The intent of the Native Woodland Walk is to showcase the beauty and adaptability of native plants, but it wasn’t always so. In his tenure as Tyler’s first Director, in the 1950s, Dr. John Wister planted non-native rhododendrons in the area, many of which are still here. The focus shifted to Pennsylvania natives in the 1970s, and, in the mid-1990s, noted landscape designer W. Gary Smith created the garden we see today.

G Smith design

W.G. Smith’s design explicitly honored the existing tall trees: enormous tulip poplars, oaks, and beeches. Their high canopy creates an area that is shady, but not dark, cool in summer, and inviting all year round. W.G. Smith built around the existing structure of Wister’s rhododendrons, adding great sweeps of ferns and other groundcovers, and masses of deciduous shrubs.
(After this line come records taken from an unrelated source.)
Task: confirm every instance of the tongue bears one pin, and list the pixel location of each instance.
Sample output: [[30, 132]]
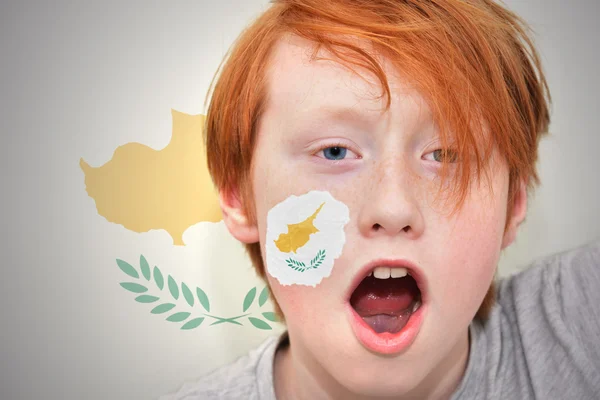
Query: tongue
[[385, 304]]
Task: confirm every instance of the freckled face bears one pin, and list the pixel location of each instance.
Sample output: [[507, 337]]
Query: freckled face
[[324, 129]]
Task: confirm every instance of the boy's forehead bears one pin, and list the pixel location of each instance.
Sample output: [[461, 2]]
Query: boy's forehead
[[298, 80]]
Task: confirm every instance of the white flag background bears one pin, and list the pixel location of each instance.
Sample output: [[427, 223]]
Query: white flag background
[[80, 79]]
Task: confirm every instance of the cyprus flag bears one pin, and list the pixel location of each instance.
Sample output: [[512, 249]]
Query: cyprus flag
[[305, 234]]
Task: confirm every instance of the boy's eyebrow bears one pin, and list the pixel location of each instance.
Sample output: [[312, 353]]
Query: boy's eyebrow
[[334, 113]]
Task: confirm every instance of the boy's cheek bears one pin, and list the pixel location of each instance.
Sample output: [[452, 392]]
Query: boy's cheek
[[304, 237]]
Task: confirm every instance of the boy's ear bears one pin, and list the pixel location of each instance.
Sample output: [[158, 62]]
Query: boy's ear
[[518, 211], [236, 220]]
He augmented the existing bottlebrush thicket and created a pawpaw grove.

When Mallory came to the garden in 2014, it had not had a dedicated staff person caring for it in some time. She set about removing invasive weeds; pruning, rejuvenating and removing woody plants, as necessary; and refreshing perennial plantings. In talking to her, I was struck by Mallory’s sensitivity to the garden’s heritage: “Sometimes, simplicity can be more beautiful than reinventing the wheel.”
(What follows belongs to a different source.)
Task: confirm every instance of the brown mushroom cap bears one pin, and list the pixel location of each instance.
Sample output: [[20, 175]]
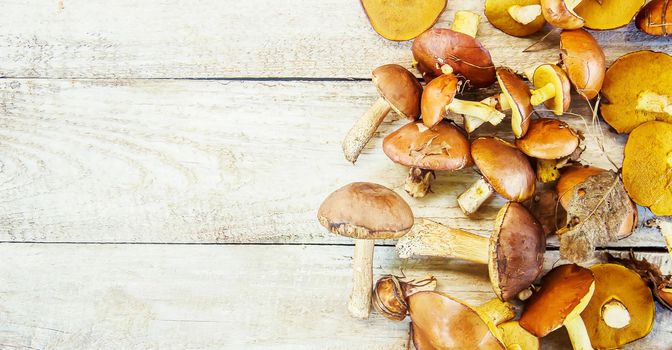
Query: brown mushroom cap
[[400, 88], [505, 167], [562, 290], [517, 248], [364, 210], [548, 139], [583, 60], [518, 95], [438, 46]]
I took a walk with Mallory to learn more about her background and passion for native plants. “Thanks to my mom,” she told me, “I’ve been surrounded by plants my entire life. I grew up with houseplants and loved watching my mom tend to our small front yard garden in Philadelphia. As I grew older, I enjoyed making cut flower arrangements to bring indoors. I earned my Horticulture degree from Temple University, where native plants and sustainability were heavily emphasized. I worked in the woodland garden of the Ambler Arboretum as a student, and grew a deep appreciation for trees and woodland gardening.”

Mallory told me she really fell in love with public gardens during an internship at the Denver Botanic Gardens (you’ll see the passion she developed there for Alpine rock gardens reflected in the gravel garden near the Edible Garden Schoolhouse). Places like Tyler Arboretum, she says, provide wonderful opportunities to learn about plants and be immersed in nature.

spring view pink flowers

In addition to their ecological value as food sources for native insects and other animals, Mallory says native plants “thrive in our local garden settings, which results in lower maintenance. They can be both beautiful and purposeful.” Her focus has been on adding groundcover and shrubs, where needed. Among the plants she’s introduced into the garden: red-twig dogwoods with a rich fall color, Tiarella, Heuchera, and a hybrid of both: Heucherella. A guiding principle is the impact on visitors – providing visual interest throughout the year, demonstrating how native plants can be integrated into a home garden, and pruning, not just to keep paths clear, but to enhance them and provide moments of color and fragrance.

Mallory is supported in the Native Woodland Walk by an “awesome” team of dedicated volunteers. Under their stewardship, the Native Woodland Walk continues to evolve. They look forward this spring to planting over 500 new plants, nurtured over the winter from tiny plugs. In addition to woodland favorites like Pachysandra procumbens, varieties of Carex (sedges), and Tiarella (foam flower), they’ll be adding some sun-loving plants to attract pollinators to sunny “pockets”  created where trees have fallen or been removed.

You’ll see Tyler’s Native Woodland Walk reflected at the Arboretum’s annual Plant Sale. April 30th will be the members preview, and the sale will be open to the general public May 1st and 2nd. In addition to the plants listed above, look for a wide variety of ferns, some favorite columbines (Aquilegia), Heuchera, Chelone and many more.